An interesting issue has arisen that is placing debtors in very problematic situations. Prior to filing for bankruptcy, debtors are writing and issuing checks, but the checks are not clearing until after the bankruptcy case is filed. Armed with the § 542(a) collection power, trustees are demanding that the debtor replenish the bankruptcy estate and turn over the account balance that existed on the date the debtor filed for bankruptcy. But debtors are refusing to comply with this demand because the funds represented by the checks are no longer in the account. So who is responsible for replenishing the estate for the transferred funds? Is the onus on the debtor to turn over the funds, even if those funds have been transferred from the estate to the payees? Or does the trustee bear the burden to seek the postpetition payments from the payees of the checks through avoidance actions?

This Article examines the “floating check” controversy and the language of § 542(a) of the Bankruptcy Code. It also examines a Chapter 7 trustee’s duties to maximize the bankruptcy estate for the benefit of creditors. This Article then reviews one of the leading cases on the floating check controversy, which holds that a debtor is not liable to the bankruptcy estate for the value of the funds if she lacks current possession or control of the actual funds at the time the trustee makes the demand for turnover. Several courts have followed this decision. These courts rely on pre-Bankruptcy Code practice and hold that turnover is permissible only when the entity has possession or control of the property at the time the turnover action is filed. Some of these courts also justify their decisions with policy-based arguments, analyzing who is in the best position to prevent transfers by postpetition check and remedy the damages to the bankruptcy estate.
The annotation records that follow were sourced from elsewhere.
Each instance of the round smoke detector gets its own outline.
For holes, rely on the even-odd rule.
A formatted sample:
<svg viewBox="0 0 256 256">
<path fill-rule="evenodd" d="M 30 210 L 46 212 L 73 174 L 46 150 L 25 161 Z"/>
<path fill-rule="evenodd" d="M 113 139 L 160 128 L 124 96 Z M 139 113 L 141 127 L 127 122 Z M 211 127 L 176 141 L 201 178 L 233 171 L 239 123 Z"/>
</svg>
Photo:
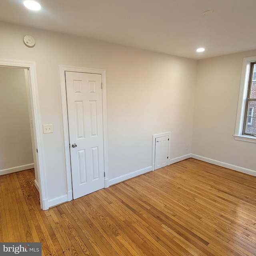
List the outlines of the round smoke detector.
<svg viewBox="0 0 256 256">
<path fill-rule="evenodd" d="M 205 12 L 204 12 L 202 14 L 204 15 L 204 16 L 209 16 L 210 15 L 211 15 L 213 14 L 215 12 L 214 10 L 208 10 L 207 11 L 205 11 Z"/>
<path fill-rule="evenodd" d="M 24 37 L 24 43 L 29 47 L 33 47 L 35 45 L 35 40 L 31 36 L 25 36 Z"/>
</svg>

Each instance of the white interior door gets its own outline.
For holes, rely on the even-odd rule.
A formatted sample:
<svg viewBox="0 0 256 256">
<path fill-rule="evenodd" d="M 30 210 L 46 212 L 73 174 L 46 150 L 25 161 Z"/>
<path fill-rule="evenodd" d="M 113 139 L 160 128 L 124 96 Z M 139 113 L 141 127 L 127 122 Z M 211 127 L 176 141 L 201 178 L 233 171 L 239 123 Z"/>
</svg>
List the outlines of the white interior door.
<svg viewBox="0 0 256 256">
<path fill-rule="evenodd" d="M 104 187 L 101 75 L 65 72 L 74 199 Z"/>
<path fill-rule="evenodd" d="M 167 165 L 169 136 L 156 138 L 155 140 L 155 170 L 156 170 Z"/>
</svg>

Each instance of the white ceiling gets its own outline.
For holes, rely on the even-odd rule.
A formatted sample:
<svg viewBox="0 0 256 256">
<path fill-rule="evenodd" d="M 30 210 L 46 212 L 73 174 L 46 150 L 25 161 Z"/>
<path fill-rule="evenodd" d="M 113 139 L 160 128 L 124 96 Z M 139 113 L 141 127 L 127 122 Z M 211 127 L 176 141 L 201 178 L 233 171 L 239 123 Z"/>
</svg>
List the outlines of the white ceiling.
<svg viewBox="0 0 256 256">
<path fill-rule="evenodd" d="M 0 20 L 195 59 L 256 49 L 256 0 L 38 2 L 0 0 Z"/>
</svg>

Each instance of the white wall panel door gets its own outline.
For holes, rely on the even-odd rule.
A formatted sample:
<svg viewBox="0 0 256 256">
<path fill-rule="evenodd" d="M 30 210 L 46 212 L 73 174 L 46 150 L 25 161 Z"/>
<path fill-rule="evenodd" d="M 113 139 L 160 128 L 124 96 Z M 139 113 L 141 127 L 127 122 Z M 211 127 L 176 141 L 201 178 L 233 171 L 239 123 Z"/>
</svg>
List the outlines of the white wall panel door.
<svg viewBox="0 0 256 256">
<path fill-rule="evenodd" d="M 167 165 L 169 136 L 156 138 L 155 140 L 155 170 L 156 170 Z"/>
<path fill-rule="evenodd" d="M 104 187 L 102 77 L 68 72 L 65 77 L 75 199 Z"/>
</svg>

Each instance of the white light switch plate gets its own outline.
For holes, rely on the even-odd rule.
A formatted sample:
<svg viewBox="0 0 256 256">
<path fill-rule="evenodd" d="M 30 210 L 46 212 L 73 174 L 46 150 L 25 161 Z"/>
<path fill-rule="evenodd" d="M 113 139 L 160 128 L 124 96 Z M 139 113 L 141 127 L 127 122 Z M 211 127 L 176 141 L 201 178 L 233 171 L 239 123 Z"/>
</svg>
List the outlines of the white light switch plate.
<svg viewBox="0 0 256 256">
<path fill-rule="evenodd" d="M 52 124 L 44 124 L 43 125 L 44 133 L 51 133 L 53 132 Z"/>
</svg>

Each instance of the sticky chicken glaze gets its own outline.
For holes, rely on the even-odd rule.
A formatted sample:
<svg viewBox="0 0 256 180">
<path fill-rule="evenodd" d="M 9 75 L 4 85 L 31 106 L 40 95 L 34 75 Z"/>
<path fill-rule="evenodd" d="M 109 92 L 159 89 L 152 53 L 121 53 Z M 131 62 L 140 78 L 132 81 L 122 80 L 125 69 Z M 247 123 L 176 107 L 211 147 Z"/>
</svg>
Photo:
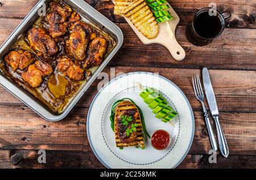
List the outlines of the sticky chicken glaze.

After examining these arguments, this Article uses the relevant provisions of the Uniform Commercial Code governing the status of funds represented by an issued check to argue that a payee of a check only obtains possession and control of those funds represented by the check once the funds are available to the payee. This Article then argues that the enactment of the Bankruptcy Code altered the pre-Code “current possession or control” requirement because § 542(a) expressly permits a trustee to recover “the value” of the property, in addition to the property itself, from one who possessed the property at any time “during the case.” As such, this Article concludes that if a debtor writes checks against funds prepetition, but the checks do not clear the debtor’s account until after she files for bankruptcy, the trustee is entitled to a money judgment against the debtor for the value of the funds.
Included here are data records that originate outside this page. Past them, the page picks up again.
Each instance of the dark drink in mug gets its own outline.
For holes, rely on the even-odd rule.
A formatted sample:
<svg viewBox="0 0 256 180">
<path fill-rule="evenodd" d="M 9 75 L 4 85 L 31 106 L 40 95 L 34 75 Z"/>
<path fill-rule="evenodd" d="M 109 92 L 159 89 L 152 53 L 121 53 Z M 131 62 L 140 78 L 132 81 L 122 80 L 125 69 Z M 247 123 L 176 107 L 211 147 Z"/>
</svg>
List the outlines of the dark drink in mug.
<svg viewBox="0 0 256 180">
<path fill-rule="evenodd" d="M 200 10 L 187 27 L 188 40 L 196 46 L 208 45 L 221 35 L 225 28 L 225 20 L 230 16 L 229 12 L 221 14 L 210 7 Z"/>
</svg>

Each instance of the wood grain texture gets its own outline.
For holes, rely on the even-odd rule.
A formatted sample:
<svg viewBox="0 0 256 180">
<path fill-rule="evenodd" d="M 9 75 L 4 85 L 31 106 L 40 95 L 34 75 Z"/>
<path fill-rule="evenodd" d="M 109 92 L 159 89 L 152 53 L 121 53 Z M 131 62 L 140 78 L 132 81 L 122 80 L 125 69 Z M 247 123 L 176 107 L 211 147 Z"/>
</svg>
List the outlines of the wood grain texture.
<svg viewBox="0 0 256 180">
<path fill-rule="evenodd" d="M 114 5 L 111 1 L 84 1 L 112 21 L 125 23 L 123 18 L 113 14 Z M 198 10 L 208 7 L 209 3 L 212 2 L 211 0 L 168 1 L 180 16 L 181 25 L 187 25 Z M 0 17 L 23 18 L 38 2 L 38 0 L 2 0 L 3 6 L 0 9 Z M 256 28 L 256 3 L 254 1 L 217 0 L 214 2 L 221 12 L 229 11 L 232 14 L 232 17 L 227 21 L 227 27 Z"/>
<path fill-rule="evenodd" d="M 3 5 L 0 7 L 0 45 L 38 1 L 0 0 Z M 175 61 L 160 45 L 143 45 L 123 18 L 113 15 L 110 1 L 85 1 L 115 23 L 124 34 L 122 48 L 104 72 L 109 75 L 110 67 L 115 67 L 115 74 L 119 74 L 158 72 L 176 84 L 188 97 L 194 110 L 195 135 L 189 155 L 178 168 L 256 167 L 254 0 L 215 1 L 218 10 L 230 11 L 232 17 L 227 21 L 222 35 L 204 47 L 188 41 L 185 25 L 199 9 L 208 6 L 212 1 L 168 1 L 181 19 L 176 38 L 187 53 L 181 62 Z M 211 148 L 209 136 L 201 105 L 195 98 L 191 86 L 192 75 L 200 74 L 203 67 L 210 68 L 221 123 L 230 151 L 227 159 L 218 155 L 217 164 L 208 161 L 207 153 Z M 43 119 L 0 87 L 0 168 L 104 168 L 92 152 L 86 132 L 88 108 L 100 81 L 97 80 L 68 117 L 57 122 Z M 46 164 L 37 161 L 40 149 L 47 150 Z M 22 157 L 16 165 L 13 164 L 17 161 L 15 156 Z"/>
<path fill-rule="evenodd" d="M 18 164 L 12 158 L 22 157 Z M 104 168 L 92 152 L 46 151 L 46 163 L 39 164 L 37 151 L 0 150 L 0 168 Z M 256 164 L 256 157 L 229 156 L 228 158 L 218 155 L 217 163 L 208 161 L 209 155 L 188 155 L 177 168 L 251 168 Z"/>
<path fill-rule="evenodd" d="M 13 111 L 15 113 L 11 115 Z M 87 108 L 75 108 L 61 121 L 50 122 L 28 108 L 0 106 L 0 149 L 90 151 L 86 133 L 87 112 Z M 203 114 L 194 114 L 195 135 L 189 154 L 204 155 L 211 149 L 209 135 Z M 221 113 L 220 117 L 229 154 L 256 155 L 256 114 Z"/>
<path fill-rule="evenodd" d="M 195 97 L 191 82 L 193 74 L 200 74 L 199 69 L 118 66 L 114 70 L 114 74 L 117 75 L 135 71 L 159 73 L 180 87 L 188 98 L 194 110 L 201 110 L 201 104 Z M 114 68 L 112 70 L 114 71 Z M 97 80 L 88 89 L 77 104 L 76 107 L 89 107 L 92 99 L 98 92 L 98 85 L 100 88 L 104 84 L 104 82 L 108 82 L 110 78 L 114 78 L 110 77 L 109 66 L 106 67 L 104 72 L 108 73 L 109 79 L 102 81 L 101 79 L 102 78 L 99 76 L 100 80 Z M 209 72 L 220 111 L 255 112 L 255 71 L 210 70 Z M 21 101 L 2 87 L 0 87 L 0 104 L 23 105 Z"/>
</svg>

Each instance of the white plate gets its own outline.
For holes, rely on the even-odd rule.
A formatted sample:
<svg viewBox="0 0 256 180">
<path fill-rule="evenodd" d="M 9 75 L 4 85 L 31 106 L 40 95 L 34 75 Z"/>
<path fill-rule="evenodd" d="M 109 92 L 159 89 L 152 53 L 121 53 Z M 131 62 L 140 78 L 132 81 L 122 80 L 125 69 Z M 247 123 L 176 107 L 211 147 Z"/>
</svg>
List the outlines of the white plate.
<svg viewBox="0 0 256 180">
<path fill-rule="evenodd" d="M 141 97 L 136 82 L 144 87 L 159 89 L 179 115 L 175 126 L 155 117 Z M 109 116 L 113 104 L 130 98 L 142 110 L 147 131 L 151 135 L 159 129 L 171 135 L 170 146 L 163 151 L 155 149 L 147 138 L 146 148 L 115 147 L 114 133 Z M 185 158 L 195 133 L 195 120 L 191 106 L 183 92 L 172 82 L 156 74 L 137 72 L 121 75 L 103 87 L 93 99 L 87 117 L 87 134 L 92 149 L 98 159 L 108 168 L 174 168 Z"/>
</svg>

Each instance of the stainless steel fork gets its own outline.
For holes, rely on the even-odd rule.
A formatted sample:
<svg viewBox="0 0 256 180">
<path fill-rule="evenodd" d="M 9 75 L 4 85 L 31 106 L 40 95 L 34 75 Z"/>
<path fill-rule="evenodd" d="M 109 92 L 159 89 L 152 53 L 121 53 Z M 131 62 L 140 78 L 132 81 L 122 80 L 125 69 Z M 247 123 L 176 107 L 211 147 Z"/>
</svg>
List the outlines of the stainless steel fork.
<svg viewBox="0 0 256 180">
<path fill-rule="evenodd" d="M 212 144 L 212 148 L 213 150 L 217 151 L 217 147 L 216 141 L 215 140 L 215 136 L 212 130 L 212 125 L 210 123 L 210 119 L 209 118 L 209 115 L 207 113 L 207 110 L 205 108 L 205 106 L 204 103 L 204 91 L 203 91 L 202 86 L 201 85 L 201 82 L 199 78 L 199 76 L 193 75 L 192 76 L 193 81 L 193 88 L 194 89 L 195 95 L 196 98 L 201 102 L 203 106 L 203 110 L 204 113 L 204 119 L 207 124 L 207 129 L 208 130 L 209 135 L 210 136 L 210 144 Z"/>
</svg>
Finally, while this Article addresses the policy concerns, it raises a new approach that courts have failed to consider. Instead of analyzing who is in the better position to prevent transfers by postpetition checks or which party is in the best position to remedy the damages to the bankruptcy estate, this Article poses a simple question: which approach for recovering the funds is in the best interest of the estate and its creditors? This Article concludes that a Chapter 7 trustee has several nonexclusive remedies and, in the exercise of her business judgment, may choose whatever recovery method is in the best interest of the estate. At times, recovering from the debtor might make the most sense because such remedy allows the trustee to recover the value of all the prepetition checks from one source and without having to commence a lawsuit. Sometimes, however, recovering the funds from the payees of the checks provide the greatest return. Not only does this approach comport with the trustee’s duties under the Bankruptcy Code to maximize a return to creditors, but it is what § 542(a) and the Bankruptcy Code allow.

Recommended Citation

David R. Hague, Turnover Actions and the “Floating Check” Controversy, 2013 Uᴛᴀʜ L. Rᴇᴠ. 63 (2013).